• Please help support our sponsors by considering their products and services.
    Our sponsors enable us to serve you with this high-speed Internet connection and fast webservers you are currently using at ADSM.ORG.
    They support this free flow of information and knowledge exchange service at no cost to you.

    Please welcome our latest sponsor Tectrade . We can show our appreciation by learning more about Tectrade Solutions
  • Community Tip: Please Give Thanks to Those Sharing Their Knowledge.

    If you receive helpful answer on this forum, please show thanks to the poster by clicking "LIKE" link for the answer that you found helpful.

  • Community Tip: Forum Rules (PLEASE CLICK HERE TO READ BEFORE POSTING)
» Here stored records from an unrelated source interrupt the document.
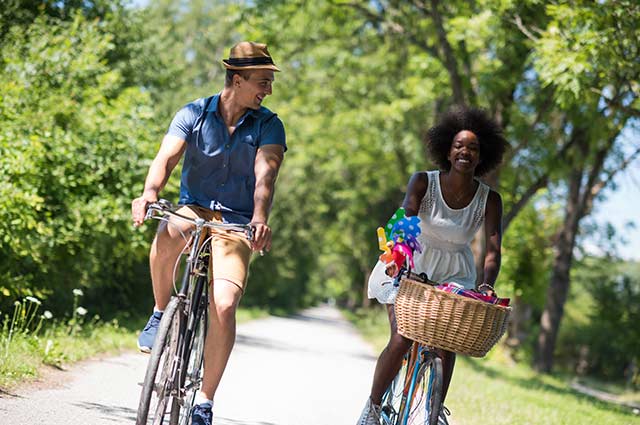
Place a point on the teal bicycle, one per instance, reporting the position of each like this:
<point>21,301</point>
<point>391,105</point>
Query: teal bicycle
<point>415,395</point>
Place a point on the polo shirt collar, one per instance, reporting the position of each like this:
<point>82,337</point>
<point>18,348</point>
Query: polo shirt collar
<point>213,107</point>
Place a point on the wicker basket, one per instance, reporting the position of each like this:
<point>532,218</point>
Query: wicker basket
<point>444,320</point>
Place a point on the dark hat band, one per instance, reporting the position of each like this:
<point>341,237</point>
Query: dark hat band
<point>263,60</point>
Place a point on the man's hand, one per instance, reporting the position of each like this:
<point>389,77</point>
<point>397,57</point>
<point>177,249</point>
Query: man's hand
<point>139,207</point>
<point>261,236</point>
    Click the link above to access ADSM.ORG Acceptable Use Policy and forum rules which should be observed when using this website. Violators may be banned from this website. This notice will disappear after you have made at least 3 posts.

Securing Communication using TLS

illllm

ADSM.ORG Member
#21
tried IP same message

Here is what I did:

1. Installed TSM and OpsCenter 8.1.9
2. Tested OpsCenter and all were working fine
3. Installed TSM Self Signed Certificate on Server, for Ops Center and Client
4. Everything works fine
5. Enabled SSL YES and SSL on Server. Connection works fine. Ops Cntr works fine. COnnection uses TLS 1.2
However it uses self signed certificate.
6. Obtained Root CA and Intermediate CA and installed them in Server. Generated CSR and had it signed and installed on server in instance folder. Verified Signed CA is default.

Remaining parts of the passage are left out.